Rev. etol. vol.13 no.2 São Paulo dez. 2014

 

Carta ao editor: uma singela homenagem ao Prof. César Ades (janeiro de 1943 – março de 2012)

 

 

Jean-Claude Arnaud1

 

 

Há mais de dez anos criei a sociedade ACCEFE com o objetivo de treinar pessoas para entender o comportamento do animal de estimação, principalmente de cães e gatos. Hoje temos mais de 200 estudantes no mundo que seguem nossos treinamentos e atualizam regularmente os seus conhecimentos. Eu tive o grande prazer de conhecer o professor César Ades na França, em várias conferências nas quais ele desenvolveu seu conceito de etologia moderna e comunicou resultados de experimentos conduzidos em todo o mundo, especialmente no Brasil.

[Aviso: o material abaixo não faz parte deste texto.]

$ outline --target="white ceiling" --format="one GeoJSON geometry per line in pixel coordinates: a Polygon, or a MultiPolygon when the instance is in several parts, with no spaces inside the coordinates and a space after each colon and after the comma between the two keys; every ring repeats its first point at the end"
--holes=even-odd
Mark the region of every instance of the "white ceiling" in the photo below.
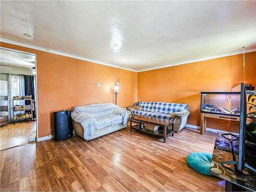
{"type": "Polygon", "coordinates": [[[1,16],[2,38],[136,70],[256,49],[256,1],[1,1],[1,16]]]}
{"type": "Polygon", "coordinates": [[[4,49],[0,49],[1,66],[31,70],[35,66],[35,55],[4,49]]]}

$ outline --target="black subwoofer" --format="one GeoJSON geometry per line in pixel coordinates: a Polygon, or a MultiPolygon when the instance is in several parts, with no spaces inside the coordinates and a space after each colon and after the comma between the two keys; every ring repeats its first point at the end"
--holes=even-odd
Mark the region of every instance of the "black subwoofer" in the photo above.
{"type": "Polygon", "coordinates": [[[60,111],[53,113],[54,140],[70,138],[73,136],[73,127],[70,111],[60,111]]]}

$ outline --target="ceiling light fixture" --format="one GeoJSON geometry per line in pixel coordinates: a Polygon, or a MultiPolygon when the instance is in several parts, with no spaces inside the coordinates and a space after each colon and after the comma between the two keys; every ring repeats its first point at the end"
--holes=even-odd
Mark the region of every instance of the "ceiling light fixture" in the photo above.
{"type": "Polygon", "coordinates": [[[32,37],[31,35],[28,33],[23,33],[23,35],[24,35],[25,37],[31,38],[32,37]]]}

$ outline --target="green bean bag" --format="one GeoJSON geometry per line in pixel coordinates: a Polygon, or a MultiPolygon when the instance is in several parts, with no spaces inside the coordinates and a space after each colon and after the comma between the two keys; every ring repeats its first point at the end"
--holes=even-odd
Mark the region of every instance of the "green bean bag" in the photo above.
{"type": "Polygon", "coordinates": [[[212,155],[206,153],[192,153],[187,157],[187,164],[202,174],[213,176],[209,173],[212,155]]]}

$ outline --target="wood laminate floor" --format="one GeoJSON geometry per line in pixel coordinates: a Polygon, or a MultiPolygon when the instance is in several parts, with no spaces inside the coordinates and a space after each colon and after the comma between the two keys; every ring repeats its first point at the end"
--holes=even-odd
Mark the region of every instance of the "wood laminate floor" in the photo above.
{"type": "Polygon", "coordinates": [[[1,152],[2,190],[222,191],[219,179],[189,167],[211,153],[215,134],[183,129],[165,143],[129,127],[86,141],[49,140],[1,152]]]}
{"type": "Polygon", "coordinates": [[[9,123],[0,127],[0,151],[34,141],[36,137],[36,121],[9,123]]]}

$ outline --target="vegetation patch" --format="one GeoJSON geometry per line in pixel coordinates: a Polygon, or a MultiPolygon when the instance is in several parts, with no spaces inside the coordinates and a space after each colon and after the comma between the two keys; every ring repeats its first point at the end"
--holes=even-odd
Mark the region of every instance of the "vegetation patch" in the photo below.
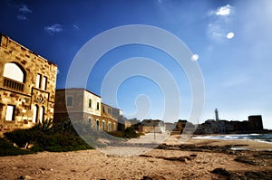
{"type": "Polygon", "coordinates": [[[0,156],[25,155],[41,151],[65,152],[92,149],[74,130],[71,120],[53,125],[51,120],[29,129],[5,133],[0,139],[0,156]]]}

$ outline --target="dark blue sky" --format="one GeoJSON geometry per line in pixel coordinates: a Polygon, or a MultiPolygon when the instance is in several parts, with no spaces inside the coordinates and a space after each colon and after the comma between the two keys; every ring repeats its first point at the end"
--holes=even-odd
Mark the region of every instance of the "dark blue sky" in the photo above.
{"type": "MultiPolygon", "coordinates": [[[[244,120],[261,114],[265,127],[272,128],[271,9],[269,0],[6,0],[0,2],[0,32],[56,63],[60,89],[65,87],[73,57],[95,35],[135,24],[162,28],[199,55],[206,93],[200,122],[214,118],[218,108],[222,119],[244,120]]],[[[170,57],[151,47],[134,44],[109,52],[91,73],[87,88],[101,94],[108,71],[124,59],[139,56],[153,59],[171,71],[181,91],[180,118],[188,118],[191,94],[186,74],[170,57]]],[[[146,94],[152,102],[147,117],[160,118],[163,98],[153,82],[134,77],[120,89],[119,105],[125,113],[135,110],[137,94],[146,94]]]]}

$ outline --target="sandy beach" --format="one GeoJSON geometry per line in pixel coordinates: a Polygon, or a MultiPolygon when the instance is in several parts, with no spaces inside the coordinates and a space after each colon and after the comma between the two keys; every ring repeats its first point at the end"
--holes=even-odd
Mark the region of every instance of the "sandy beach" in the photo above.
{"type": "Polygon", "coordinates": [[[272,144],[171,136],[160,148],[116,156],[98,150],[0,157],[0,179],[271,179],[272,144]],[[247,148],[246,151],[231,150],[247,148]]]}

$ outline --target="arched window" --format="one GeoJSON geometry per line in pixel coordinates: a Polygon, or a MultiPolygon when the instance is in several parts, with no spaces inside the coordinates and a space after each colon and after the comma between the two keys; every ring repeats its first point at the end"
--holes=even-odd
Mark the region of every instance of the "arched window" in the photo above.
{"type": "Polygon", "coordinates": [[[96,119],[96,130],[99,130],[99,120],[96,119]]]}
{"type": "Polygon", "coordinates": [[[109,122],[108,124],[108,131],[111,131],[112,130],[112,125],[111,125],[111,122],[109,122]]]}
{"type": "Polygon", "coordinates": [[[25,73],[17,64],[7,62],[5,64],[3,76],[19,82],[24,82],[25,73]]]}
{"type": "Polygon", "coordinates": [[[88,124],[89,124],[90,127],[92,126],[92,122],[91,117],[88,117],[88,124]]]}
{"type": "Polygon", "coordinates": [[[102,120],[102,129],[103,129],[103,130],[105,130],[105,127],[106,127],[105,125],[106,125],[105,120],[102,120]]]}
{"type": "Polygon", "coordinates": [[[44,107],[40,109],[40,123],[44,122],[44,107]]]}
{"type": "Polygon", "coordinates": [[[35,105],[33,109],[33,118],[32,122],[36,123],[38,118],[39,106],[35,105]]]}

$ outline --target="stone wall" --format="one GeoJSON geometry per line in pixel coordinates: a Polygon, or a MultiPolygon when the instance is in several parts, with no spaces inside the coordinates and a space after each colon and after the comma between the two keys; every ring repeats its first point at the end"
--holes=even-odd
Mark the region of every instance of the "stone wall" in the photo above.
{"type": "MultiPolygon", "coordinates": [[[[15,73],[17,71],[15,71],[15,73]]],[[[53,118],[57,66],[5,34],[0,40],[0,132],[33,127],[40,120],[53,118]],[[24,80],[6,75],[7,64],[18,68],[24,80]],[[36,85],[37,74],[40,83],[36,85]],[[6,119],[8,107],[13,118],[6,119]],[[39,110],[34,118],[34,110],[39,110]],[[43,110],[41,110],[43,109],[43,110]],[[42,112],[43,111],[43,112],[42,112]],[[41,115],[41,116],[40,116],[41,115]],[[35,121],[34,121],[35,119],[35,121]]],[[[15,75],[16,76],[16,74],[15,75]]]]}

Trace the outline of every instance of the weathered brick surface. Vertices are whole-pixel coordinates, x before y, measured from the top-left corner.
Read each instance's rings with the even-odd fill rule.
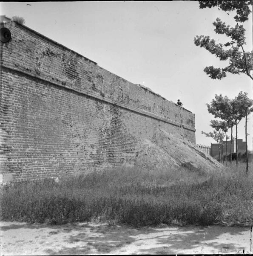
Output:
[[[24,26],[5,26],[2,173],[17,181],[132,165],[159,128],[195,143],[194,114]]]

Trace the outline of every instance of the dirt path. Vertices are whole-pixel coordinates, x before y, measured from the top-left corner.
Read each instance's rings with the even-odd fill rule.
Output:
[[[1,223],[1,255],[250,253],[250,228]]]

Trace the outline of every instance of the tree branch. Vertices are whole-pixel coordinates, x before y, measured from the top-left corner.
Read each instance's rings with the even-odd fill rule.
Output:
[[[253,80],[253,77],[250,76],[250,74],[249,73],[249,71],[248,71],[248,67],[247,66],[247,63],[246,60],[246,56],[245,55],[245,52],[244,51],[244,49],[242,47],[242,45],[241,45],[241,47],[242,49],[242,52],[243,52],[243,57],[244,59],[244,62],[245,63],[245,66],[246,67],[246,70],[247,72],[247,75],[252,80]]]

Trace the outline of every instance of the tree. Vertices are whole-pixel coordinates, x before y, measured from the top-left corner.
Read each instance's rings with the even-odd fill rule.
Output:
[[[210,126],[214,128],[215,131],[219,133],[219,141],[221,148],[221,157],[222,159],[222,162],[224,162],[224,154],[223,153],[223,140],[224,137],[224,134],[223,133],[223,129],[225,124],[224,123],[224,121],[218,121],[217,120],[211,120]]]
[[[238,145],[237,143],[237,127],[240,121],[242,120],[243,115],[241,111],[241,106],[237,100],[236,97],[231,100],[231,116],[236,125],[236,165],[238,164]]]
[[[225,11],[236,10],[237,15],[234,18],[240,22],[248,19],[248,15],[251,12],[249,6],[252,5],[252,1],[199,1],[199,3],[201,9],[217,6]],[[245,30],[243,26],[237,23],[234,27],[230,27],[219,18],[213,24],[216,34],[225,35],[230,40],[224,44],[217,44],[214,39],[210,39],[209,36],[196,35],[194,38],[194,44],[205,48],[221,61],[228,60],[229,65],[224,68],[207,67],[204,68],[204,72],[212,79],[221,79],[226,77],[228,73],[234,74],[242,73],[253,80],[250,74],[253,70],[253,51],[247,52],[244,48],[246,42]]]
[[[201,9],[218,6],[225,12],[236,11],[237,15],[234,17],[236,21],[244,22],[248,20],[248,16],[251,12],[249,8],[252,5],[252,1],[199,1]]]
[[[250,99],[246,92],[243,93],[241,91],[236,97],[239,107],[241,110],[241,114],[242,116],[245,117],[245,137],[246,144],[246,172],[249,170],[249,163],[248,159],[248,148],[247,143],[247,116],[251,112],[253,112],[253,100]]]
[[[207,104],[209,113],[213,115],[215,118],[219,118],[225,120],[228,128],[231,128],[230,141],[230,163],[232,164],[232,142],[233,140],[233,128],[235,125],[232,115],[232,106],[231,100],[227,96],[223,97],[222,94],[215,94],[214,99],[212,100],[210,104]],[[225,127],[225,130],[226,130]],[[225,131],[225,130],[224,130]],[[226,138],[227,139],[226,131]],[[226,141],[226,145],[227,142]],[[227,152],[227,151],[226,151]]]

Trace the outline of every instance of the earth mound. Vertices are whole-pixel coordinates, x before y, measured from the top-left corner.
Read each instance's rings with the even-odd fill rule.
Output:
[[[177,137],[162,130],[144,143],[135,166],[148,169],[184,167],[205,172],[222,166],[182,135]]]

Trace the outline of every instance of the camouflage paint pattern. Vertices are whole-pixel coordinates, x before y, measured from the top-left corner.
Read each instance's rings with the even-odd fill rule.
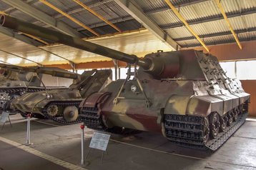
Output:
[[[227,77],[213,56],[188,50],[158,51],[145,58],[169,60],[172,63],[164,61],[164,66],[176,66],[169,70],[167,66],[162,68],[164,74],[157,75],[147,74],[140,67],[137,78],[124,84],[116,102],[124,80],[113,81],[99,93],[92,94],[80,107],[98,107],[98,114],[102,115],[109,129],[120,126],[162,132],[163,115],[207,116],[216,111],[222,116],[249,100],[250,94],[244,91],[240,81]],[[137,87],[135,91],[131,90],[132,86]]]

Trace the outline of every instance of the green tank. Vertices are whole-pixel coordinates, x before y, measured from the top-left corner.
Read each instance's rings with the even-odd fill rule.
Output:
[[[67,87],[41,86],[42,74],[54,76],[74,79],[77,74],[59,68],[23,67],[0,64],[1,75],[0,79],[0,111],[4,110],[14,114],[15,110],[10,108],[11,101],[27,92],[64,89]]]
[[[89,128],[154,131],[185,147],[215,151],[245,121],[250,94],[210,54],[159,51],[139,59],[9,16],[0,24],[135,67],[82,101],[79,117]]]

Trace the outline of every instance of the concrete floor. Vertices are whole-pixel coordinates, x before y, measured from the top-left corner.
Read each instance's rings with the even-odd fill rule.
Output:
[[[0,136],[24,144],[26,121],[11,116]],[[256,169],[256,119],[245,124],[214,154],[181,148],[160,134],[141,132],[130,136],[112,134],[107,154],[92,150],[84,169]],[[49,120],[31,121],[32,149],[79,166],[81,160],[79,124],[61,126]],[[86,129],[86,149],[94,131]],[[8,142],[7,142],[8,143]],[[0,141],[0,169],[68,169]]]

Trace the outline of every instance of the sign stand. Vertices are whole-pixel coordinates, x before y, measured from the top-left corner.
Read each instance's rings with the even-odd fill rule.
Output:
[[[84,123],[81,126],[81,166],[84,166]]]
[[[1,128],[1,131],[2,131],[4,129],[4,125],[6,122],[9,122],[11,125],[11,127],[12,127],[12,124],[11,124],[11,119],[10,119],[10,117],[9,117],[9,112],[6,112],[6,111],[3,111],[3,113],[1,114],[1,116],[0,116],[0,123],[2,123],[3,125]],[[7,119],[8,119],[8,121],[7,121]]]
[[[109,144],[109,139],[110,139],[110,134],[94,132],[90,142],[90,145],[89,146],[89,149],[87,156],[85,156],[85,159],[89,156],[89,154],[90,153],[92,149],[102,150],[102,158],[101,158],[101,165],[102,165],[104,154],[105,151],[107,152],[107,147]]]
[[[31,114],[27,114],[27,124],[26,124],[26,146],[31,146],[33,144],[30,143],[30,119],[32,115]]]

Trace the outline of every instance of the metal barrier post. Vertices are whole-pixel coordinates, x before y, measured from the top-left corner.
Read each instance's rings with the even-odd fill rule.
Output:
[[[81,165],[84,165],[84,124],[83,123],[81,126]]]

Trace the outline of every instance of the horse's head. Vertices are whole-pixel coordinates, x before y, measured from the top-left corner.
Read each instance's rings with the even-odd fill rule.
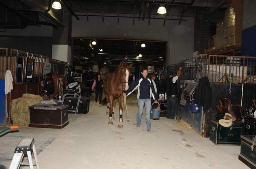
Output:
[[[130,65],[128,65],[121,62],[116,69],[116,70],[118,71],[118,73],[120,74],[122,86],[123,87],[124,87],[125,90],[128,90],[129,88],[128,82],[129,82],[129,77],[131,74],[130,68],[132,66],[132,63]]]

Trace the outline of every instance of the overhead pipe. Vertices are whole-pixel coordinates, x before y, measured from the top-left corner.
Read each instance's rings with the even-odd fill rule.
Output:
[[[84,14],[78,14],[77,16],[87,16],[87,15],[84,15]],[[102,15],[88,15],[90,17],[102,17]],[[104,15],[105,17],[117,17],[117,16],[111,16],[111,15]],[[119,17],[122,17],[122,18],[133,18],[134,17],[135,17],[135,18],[139,18],[139,17],[134,17],[134,16],[133,17],[125,17],[125,16],[119,16]],[[149,19],[149,17],[145,17],[145,19]],[[164,18],[151,18],[151,19],[153,19],[153,20],[165,20]],[[166,18],[165,19],[165,20],[180,20],[182,21],[186,21],[186,20],[180,20],[179,19],[169,19],[169,18]]]
[[[25,5],[24,4],[24,3],[22,3],[20,0],[17,0],[22,5]],[[30,8],[29,8],[26,5],[25,5],[25,6],[28,8],[28,9],[21,8],[21,9],[16,9],[18,11],[32,11],[32,12],[48,12],[49,11],[50,11],[50,10],[51,10],[51,0],[49,0],[48,1],[48,8],[47,9],[44,9],[44,10],[32,9],[31,9]]]
[[[58,0],[58,1],[61,3],[65,7],[66,7],[66,8],[67,8],[69,11],[71,13],[71,14],[72,14],[72,15],[73,15],[74,17],[75,17],[76,19],[77,20],[79,20],[79,18],[77,16],[78,15],[76,14],[75,14],[75,12],[74,12],[74,11],[72,11],[72,9],[71,9],[71,8],[70,8],[70,7],[67,4],[67,3],[66,3],[65,2],[65,1],[64,1],[64,0]]]
[[[46,13],[45,11],[47,11],[48,9],[49,9],[49,8],[48,7],[48,9],[47,10],[34,10],[34,9],[31,9],[30,8],[29,8],[29,6],[27,6],[26,4],[25,4],[25,3],[24,3],[23,2],[21,2],[20,1],[20,0],[16,0],[18,2],[19,2],[20,3],[20,4],[22,4],[23,6],[24,6],[27,8],[27,9],[14,9],[18,11],[32,11],[32,12],[44,12],[44,13]],[[50,0],[49,0],[49,6],[50,8],[51,6],[51,1]],[[45,17],[42,14],[40,14],[40,13],[38,13],[37,12],[37,14],[38,14],[39,16],[41,16],[42,17],[43,17],[43,18],[44,18],[44,19],[45,19],[46,20],[47,20],[48,19],[46,19]],[[49,13],[48,13],[49,14]],[[56,26],[55,27],[54,27],[55,28],[57,28],[58,27],[64,27],[65,25],[63,25],[60,22],[60,21],[59,21],[58,20],[58,19],[57,19],[56,18],[55,18],[54,17],[52,17],[52,18],[53,19],[53,20],[54,20],[54,21],[53,22],[55,22],[55,23],[57,23],[57,26],[56,26],[55,25],[55,24],[53,24],[53,25],[55,25]],[[48,22],[46,22],[45,23],[49,23]],[[49,25],[49,26],[51,26],[50,25],[45,25],[43,23],[41,23],[41,25]]]
[[[7,5],[5,3],[4,3],[2,1],[0,1],[0,5],[3,6],[4,8],[6,8],[7,10],[8,10],[10,11],[12,11],[16,13],[17,15],[20,16],[20,17],[23,17],[26,18],[26,19],[28,20],[29,20],[29,21],[30,21],[31,22],[36,23],[37,23],[39,25],[48,25],[48,26],[51,26],[53,27],[54,28],[58,28],[57,26],[56,26],[55,25],[54,25],[52,23],[47,23],[47,22],[44,22],[44,21],[41,21],[39,20],[32,20],[30,19],[30,18],[29,18],[27,16],[23,14],[23,13],[22,13],[21,12],[20,12],[17,10],[14,9],[8,6],[8,5]]]
[[[67,1],[70,2],[83,2],[84,1],[84,0],[67,0]],[[116,2],[116,3],[150,3],[153,4],[163,4],[163,5],[175,5],[175,6],[191,6],[194,4],[195,0],[192,0],[191,3],[182,3],[180,2],[175,2],[174,1],[172,1],[172,2],[169,2],[165,0],[134,0],[132,2],[131,1],[131,0],[86,0],[87,2]],[[201,7],[195,6],[196,7]]]

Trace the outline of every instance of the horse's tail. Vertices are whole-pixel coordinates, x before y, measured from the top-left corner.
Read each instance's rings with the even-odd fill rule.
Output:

Morei durante vários anos no Brasil e, naturalmente, simpatizamo-nos e trocamos nossos pontos de vista, que eram convergentes em todos os casos. Eu sempre gostei da forma como César abordou a relação entre o homem e os outros animais, em especial aqueles com os quais convivemos mais proximamente. Ao contrário de muitos especialistas, ele teve uma abertura que lhe permitiu explicar as diferentes formas de conceber a relação do homem com outro animal. Por sua vez, referindo-se a Blaise Pascal, Konrad Lorenz, Charles Darwin e Freud, entre outros pensadores e cientistas, César foi capaz de explicar o ponto de vista de cada um e, em seguida, fazer uma síntese com sua experiência para preparar e apresentar novas formas de exploração e interpretação. Um aspecto em que César se destacou da maioria dos etólogos foi o de não estabelecer seus pressupostos como verdades, mas explicar que existem outras maneiras de se ver além da dele, deixando que cada um reflita sobre o que parece ser o mais provável. Lembro-me de seus comentários na abertura do Congresso realizado em Lyon (França), em novembro de 2012: "Existem várias formas de representar a relação com o animal". Nesse contexto, ele foi capaz de desenvolver o seu ponto de vista, bem como apresentar ideias comuns sem se opor ao que não era a sua verdade, respeitando a dos outros.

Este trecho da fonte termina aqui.